Last week, Nelson Mandela died. There were more than enough touching eulogies, and any attempt by me would be shoddy, with the depth of a contact lens. Better to sit back, shut up, and think about a lesson to learn from this great man’s life.
I remember in college avoiding the apartheid issue because it wasn’t part of the way I saw the world. As a staunch anti-communist, I could not abide by the African National Congress, who were backed by the USSR among other nondemocratic entities. I was on the right team, no doubt, as history has shown, but I was wrong on where my allegiances took me, regarding South Africa. I wasn’t supportive of the place. I just wasn’t crazy about any of the players.
My point: The danger of dedicating yourself to “the team” is an immunity to critical thinking. You avoid having to make tougher decisions, or listening, or admitting you might be wrong if you adhere completely to the ideology of the group you’re in.
Don’t get me wrong. The fight against communism was the fight worth having. But it prevented me from seeing that, despite the relationship between communism and Nelson Mandela, I should have been able to handle several thoughts and truths. Why can’t I renounce communism, want to win the Cold War, but accept the necessity of Mandela’s fight? I can enjoy both death metal and poppy electronica — so why can’t I be a cold warrior and a proponent of legitimate revolution? It’s a shallow comparison, but I am a shallow person.
Later, Nelson Mandela made a similar mistake. He looked at Gaddafi, Fidel Castro, Iran, among others (all enemies of America) as his teammates. He ended up embracing those who subjugated their people when he should have embraced the people instead. He said crappy stuff about our country.
But perhaps swayed by an ideology of revolution that always pits us against them, he overlooked the darkness his allies blanketed over their own helpless constituents. Maybe he chatted with these creeps privately about their brutality — I don’t know. Unlike the Spice Girls, I never got close enough for a picture.
His mistake — misidentifying his allies — might be honorable. Perhaps these despots and dictators were the only people who gave a damn about him. And as a revolutionary, maybe it was harder to judge other revolutionaries. But at some point, Mandela had to see that Gaddafi was no Mandela. These rebel pretenders were up to no good.
Similarly, I should have realized that even though commies were in Mandela’s corner, Mandela’s corner was the right place to be.
It serves to remember this, when faced with sticky issues and you feel inclined to pick your side, rather than momentarily suspend the idea of “sides.” Sometimes, the idea of “sides” is the last thing you can possibly embrace. For choosing a side means, under no circumstances, can you entertain facts that might come up. And no one is immune to being wrong. Ask my wife.
Team loyalty works in a lot of areas. Sports — it’s great. It makes mediocre teams rise above their station. But let’s face it — if your coach starts drinking and makes idiotic decisions, someone on that team better speak up.
I was with a team player recently who said that he would never trust someone not on his team politically. He said this, as a number of people not on “his team” were nearby. Good people.

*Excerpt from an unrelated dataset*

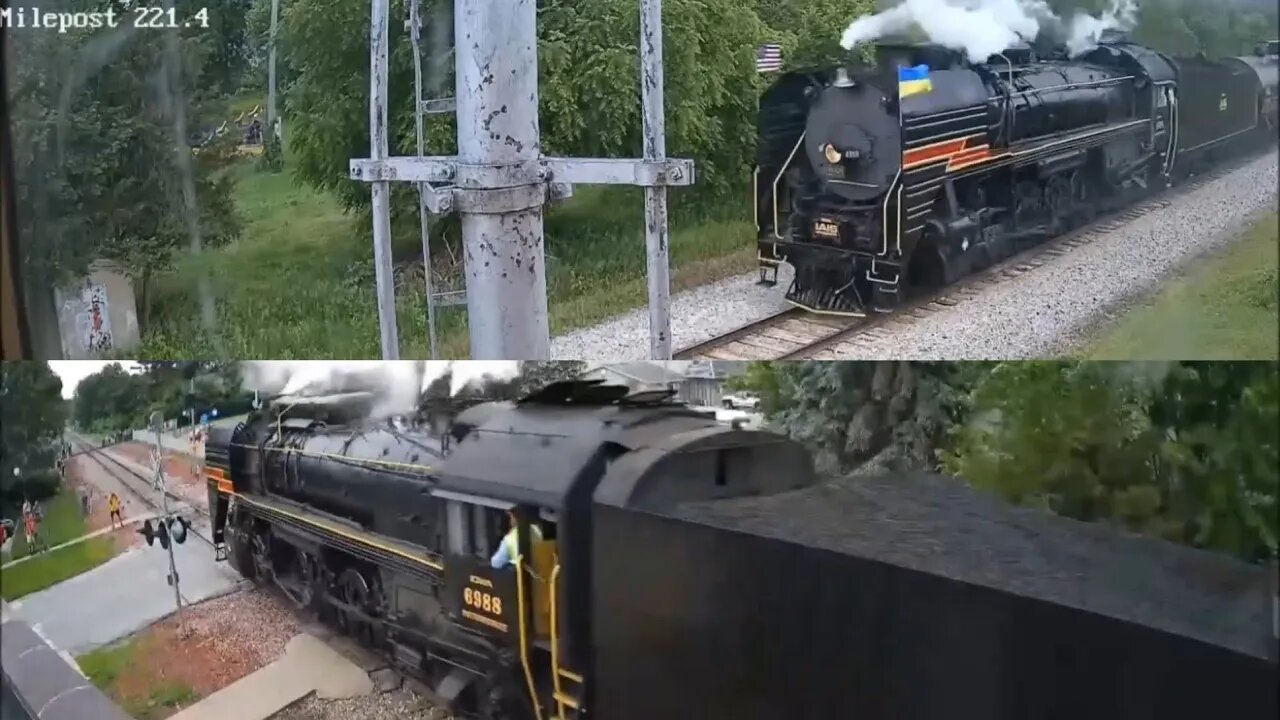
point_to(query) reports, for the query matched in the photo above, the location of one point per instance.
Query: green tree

What he was saying, simply, was, “Whatever you say, I don’t believe, even if you’re right.” From then on, I could never trust this person, because he just said, “The correct answer is not as important as us sticking to one story.”
That’s a mistake. You have to be able to listen to everyone and try to understand and hear their facts. The more you debunk theirs, and the more they debunk yours, the better your position ultimately ends up. I recommend Jonathan Rauch’s book, Kindly Inquisitors, which defines this “liberal science” better than anyone. Right now my opinions barely approach in coherence what he wrote maybe 20 years ago.
Call me wrong (and you will), but no matter how much you despise the current administration (and your team, therefore is my team: I also despise the administration on certain major things), you cannot let your loyalty to that side take you places that prove unwise. I would love to condemn President Obama over the NSA revelations, but what pulls me from “team thinking” is knowing that the NSA works not for Obama but all of us. And what they are doing has been distorted by both left and right.
I could express outrage, but I’d have to close myself off from recognizing changes in both our national security and the nature of communication among people who want us dead.
In the end, what’s the point of adhering to a team if it’s only to be part of a team?
Isn’t it better, as Rauch says, to be less wrong every day? That’s an actual, realistic goal. Adhering to a team ideology, however, will always end up having you be more wrong every day, for its blinders prevent you from the necessary criticism that shapes rough ideas into right thoughts. Or rough ideas that need to go.
The upside is that by relinquishing the dedication to a team, real teamwork between trustworthy adversaries might actually blossom. In that, the sharing of information, facts, and experience makes dialogue less divisive, if no less spirited. We might talk to each other if we think we’re actually listening.